Se la Presidente della Commissione europea comunica che è giunto il momento di impegnarsi sul problema delle risorse proprie dell’Unione, o se la Banca Europea degli Investimenti chiede il salto quantistico agli Stati, chiede cioè di cambiare, senza proferir verbo regole già scritte, forse non ci faremmo caso, ma se un’informazione seria e puntuale veicolasse che questo significa una tassa europea sui salari, forse tutti noi ci ripenseremmo e faremmo anche maggiore attenzione, ad esempio, alla decisione presa da tempo dai burocrati di istituire una sessione di bilancio europea dove ogni Stato nazione presenta i suoi documenti contabili e li sottopone all’analisi degli altri Paesi, un’altra fetta di sovranità prettamente nazionale affidata però alla gestione comune di una burocrazia ormai egemone in un mondo di impavidi consenzienti.
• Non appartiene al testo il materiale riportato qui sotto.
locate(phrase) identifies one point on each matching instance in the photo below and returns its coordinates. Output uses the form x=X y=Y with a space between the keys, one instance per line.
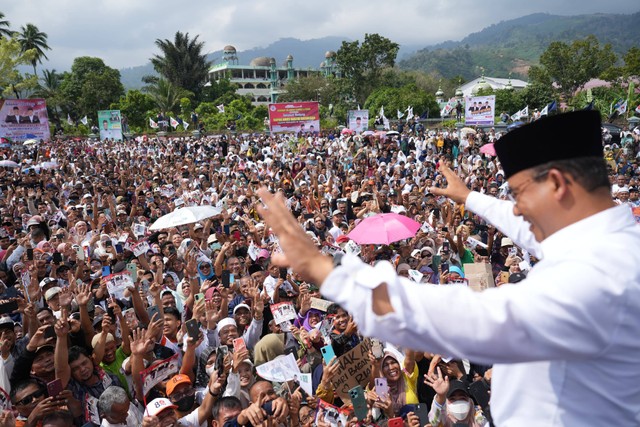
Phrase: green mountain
x=512 y=46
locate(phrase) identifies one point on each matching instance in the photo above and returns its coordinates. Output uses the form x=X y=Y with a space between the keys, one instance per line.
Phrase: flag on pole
x=520 y=114
x=548 y=108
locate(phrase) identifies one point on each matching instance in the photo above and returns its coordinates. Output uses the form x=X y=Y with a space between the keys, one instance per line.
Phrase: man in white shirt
x=564 y=341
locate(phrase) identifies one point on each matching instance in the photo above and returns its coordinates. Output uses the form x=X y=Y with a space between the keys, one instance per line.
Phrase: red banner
x=299 y=117
x=22 y=119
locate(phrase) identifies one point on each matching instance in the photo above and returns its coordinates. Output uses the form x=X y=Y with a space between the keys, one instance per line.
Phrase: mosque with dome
x=264 y=79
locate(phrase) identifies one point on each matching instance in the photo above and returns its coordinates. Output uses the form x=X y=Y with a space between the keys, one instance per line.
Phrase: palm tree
x=182 y=63
x=4 y=27
x=30 y=37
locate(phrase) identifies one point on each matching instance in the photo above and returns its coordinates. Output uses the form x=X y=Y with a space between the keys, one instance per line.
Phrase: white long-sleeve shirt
x=565 y=341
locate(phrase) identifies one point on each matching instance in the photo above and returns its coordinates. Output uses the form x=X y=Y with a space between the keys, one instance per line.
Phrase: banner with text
x=22 y=119
x=110 y=125
x=300 y=117
x=358 y=120
x=480 y=110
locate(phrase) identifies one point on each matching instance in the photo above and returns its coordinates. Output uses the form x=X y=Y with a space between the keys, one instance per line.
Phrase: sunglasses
x=28 y=399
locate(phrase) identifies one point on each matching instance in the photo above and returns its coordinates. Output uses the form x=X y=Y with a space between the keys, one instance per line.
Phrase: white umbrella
x=9 y=164
x=186 y=215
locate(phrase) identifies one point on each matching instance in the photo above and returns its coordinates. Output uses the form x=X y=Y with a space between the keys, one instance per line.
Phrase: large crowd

Il discorso diventa sempre più stringente e attento ai principi (che non sono camicie che puoi cambiare a tuo piacimento) basilari della sovranità degli Stati rispetto a materie che devono essere sviluppate per il benessere dei cittadini, Media e televisioni devono svegliare le coscienze, non possono addormentarle nella trasmissione di inutilità e facezie.

Oggi che assistiamo ad un trasferimento di competenze e poteri dal basso verso l’alto – dagli Stati all’Unione – possiamo essere in grado di comprendere cosa sta avvenendo per dipanare il paradosso?

Possiamo alla fine essere messi in condizione di conoscere le realtà che ci circondano e, attraverso un’informazione seria e puntuale, essere in grado di crearci una coscienza critica che ci consenta di poter prendere parte attiva al dibattito senza aspettare che i fatti accadano sulla nostra testa e a nostra colpevole insaputa?

Possiamo essere finalmente messi in condizione di alimentare i nostri istinti ed evitare come diceva Paul Velery, con la morte degli istinti, la “morte della nostra stessa civiltà”?